I’ve seen this time and again, the larger the team gets that is working on a single repo, the more crappy it becomes. And it’s an exponential curve. If you are a startup, you probably are a little under the gun by some VC hot-shots to hire more, and look big. Screw that, keep your head count small. Hire only the people you really need. If Instagram was able to get by with 7 people (not just engineers), you probably can as well. The more an engineer has a feeling of ownership over a repo/project, the more likely they are going to be to take time and do things right. I know there are some obvious cases to be made against, having just one person/few people work on a repo. Believe me, if you have been anal about your hiring process, they probably have kept things super organized in that repo, thereby making a transition to a new engineer almost trivial. The new engineer, would probably also have a really great first impression of working with a clean and well organized repo. This is crucial, since that new person would probably think twice about screwing things up when they have been given a clean well maintained repo.

Choice of language

I’m not interested in starting a flame war here — Coffeescript rocks or Ruby on Rails still rules or Python is just great or Clojure is awesome whatever.. My suggestion is simple, the higher the level of the programming language you choose when prototyping your app, the less complex it’s going to be.

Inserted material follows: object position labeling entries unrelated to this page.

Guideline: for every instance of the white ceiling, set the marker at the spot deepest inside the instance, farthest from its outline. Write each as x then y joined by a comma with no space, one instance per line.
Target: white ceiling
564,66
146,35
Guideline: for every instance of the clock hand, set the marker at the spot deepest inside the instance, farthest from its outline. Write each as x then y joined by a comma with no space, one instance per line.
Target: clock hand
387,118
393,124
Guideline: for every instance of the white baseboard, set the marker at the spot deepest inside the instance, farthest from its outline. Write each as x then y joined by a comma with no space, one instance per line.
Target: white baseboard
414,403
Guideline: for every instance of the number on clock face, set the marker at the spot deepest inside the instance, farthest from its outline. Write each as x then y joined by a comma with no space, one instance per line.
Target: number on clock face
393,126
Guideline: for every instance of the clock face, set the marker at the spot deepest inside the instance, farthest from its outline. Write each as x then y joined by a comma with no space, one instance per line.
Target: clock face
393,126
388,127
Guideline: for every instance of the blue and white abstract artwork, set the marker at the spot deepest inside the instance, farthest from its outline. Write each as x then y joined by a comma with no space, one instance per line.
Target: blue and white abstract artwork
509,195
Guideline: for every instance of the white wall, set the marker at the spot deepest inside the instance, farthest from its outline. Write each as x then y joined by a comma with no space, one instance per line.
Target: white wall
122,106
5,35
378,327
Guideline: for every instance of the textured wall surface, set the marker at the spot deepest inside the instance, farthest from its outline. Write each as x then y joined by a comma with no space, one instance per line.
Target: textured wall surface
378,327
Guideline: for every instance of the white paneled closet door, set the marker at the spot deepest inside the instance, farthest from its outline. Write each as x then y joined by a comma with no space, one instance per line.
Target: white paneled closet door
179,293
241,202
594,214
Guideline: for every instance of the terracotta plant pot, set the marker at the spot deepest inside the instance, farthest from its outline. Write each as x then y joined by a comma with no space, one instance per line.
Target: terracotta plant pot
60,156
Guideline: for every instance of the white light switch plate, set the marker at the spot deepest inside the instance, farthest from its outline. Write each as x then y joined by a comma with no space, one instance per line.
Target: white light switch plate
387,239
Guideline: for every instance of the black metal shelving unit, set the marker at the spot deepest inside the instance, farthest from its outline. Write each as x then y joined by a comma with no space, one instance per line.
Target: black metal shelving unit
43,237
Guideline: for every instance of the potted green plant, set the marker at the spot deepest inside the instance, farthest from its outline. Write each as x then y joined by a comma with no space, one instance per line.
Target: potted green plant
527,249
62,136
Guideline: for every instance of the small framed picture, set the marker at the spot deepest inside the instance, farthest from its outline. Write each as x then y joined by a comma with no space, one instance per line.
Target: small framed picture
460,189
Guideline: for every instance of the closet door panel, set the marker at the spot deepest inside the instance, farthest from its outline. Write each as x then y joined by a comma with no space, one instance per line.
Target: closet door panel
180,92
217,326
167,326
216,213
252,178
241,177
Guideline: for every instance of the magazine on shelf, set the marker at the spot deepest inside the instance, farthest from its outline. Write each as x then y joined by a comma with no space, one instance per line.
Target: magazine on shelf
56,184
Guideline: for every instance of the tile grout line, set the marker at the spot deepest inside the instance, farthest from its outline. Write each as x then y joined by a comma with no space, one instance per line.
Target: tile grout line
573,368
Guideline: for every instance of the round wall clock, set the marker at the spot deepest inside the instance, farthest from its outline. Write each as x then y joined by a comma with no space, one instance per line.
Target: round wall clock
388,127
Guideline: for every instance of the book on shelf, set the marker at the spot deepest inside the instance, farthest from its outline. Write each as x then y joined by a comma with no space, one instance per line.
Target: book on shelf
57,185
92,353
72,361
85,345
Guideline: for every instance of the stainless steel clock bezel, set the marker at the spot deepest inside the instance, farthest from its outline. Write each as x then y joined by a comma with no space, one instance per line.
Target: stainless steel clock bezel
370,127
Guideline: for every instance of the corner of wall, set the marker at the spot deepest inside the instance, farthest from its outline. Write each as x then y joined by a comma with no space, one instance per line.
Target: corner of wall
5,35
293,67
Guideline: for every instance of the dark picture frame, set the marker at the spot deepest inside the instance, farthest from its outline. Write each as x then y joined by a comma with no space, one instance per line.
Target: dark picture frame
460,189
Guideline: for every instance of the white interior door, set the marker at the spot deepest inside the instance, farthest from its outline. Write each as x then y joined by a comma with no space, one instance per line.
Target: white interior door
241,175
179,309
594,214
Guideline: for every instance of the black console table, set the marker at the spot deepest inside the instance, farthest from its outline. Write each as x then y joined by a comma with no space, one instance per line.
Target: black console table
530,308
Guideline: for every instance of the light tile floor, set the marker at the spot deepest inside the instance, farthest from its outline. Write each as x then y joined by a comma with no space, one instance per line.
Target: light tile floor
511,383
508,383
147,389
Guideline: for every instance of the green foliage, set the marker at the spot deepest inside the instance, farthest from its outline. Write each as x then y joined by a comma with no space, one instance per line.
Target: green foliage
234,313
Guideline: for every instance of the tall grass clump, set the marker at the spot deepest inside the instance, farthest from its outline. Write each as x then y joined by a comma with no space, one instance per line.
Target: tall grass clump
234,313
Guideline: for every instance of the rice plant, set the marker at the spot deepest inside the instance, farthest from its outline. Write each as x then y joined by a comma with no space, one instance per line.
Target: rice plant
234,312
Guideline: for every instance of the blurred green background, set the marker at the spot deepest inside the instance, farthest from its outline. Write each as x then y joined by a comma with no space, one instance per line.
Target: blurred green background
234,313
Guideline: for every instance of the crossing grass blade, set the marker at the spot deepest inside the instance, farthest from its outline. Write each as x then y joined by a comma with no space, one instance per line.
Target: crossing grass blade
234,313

I personally, have a preference for Ruby for it’s clarity — but you should choose the highest level language most people on your team know. Good engineers take their tools very seriously, so the better the tools you are using the better the quality of engineers you are going to find. As you find speed becoming an issue, instrument first to confirm out if it’s the language, and then switch over to something a little lower in the stack. It’s way easier going from a higher to lower level in the programming stack.

Development speed

Finally, it’s often really tempting to give into the mad dash mode of software development. Where all you are doing, is just cranking out code and hoping it sticks. Given a choice, between adding a ton of features in one insane sprint, just to get ready for usability testing — think about cutting down some of the excess feature fat and focus on just the core feature set. It’s a helluva lot easier to add features to a simple repo, than to one that is a rat’s nest. All of the technical debt accrued in the mad dash sprint, is going to slow you down sooner than you think and start grumbles in your engineering team.


I think the complexity creep can be nipped by a) being aware that it exists and b) taking some common sense approaches to fight it.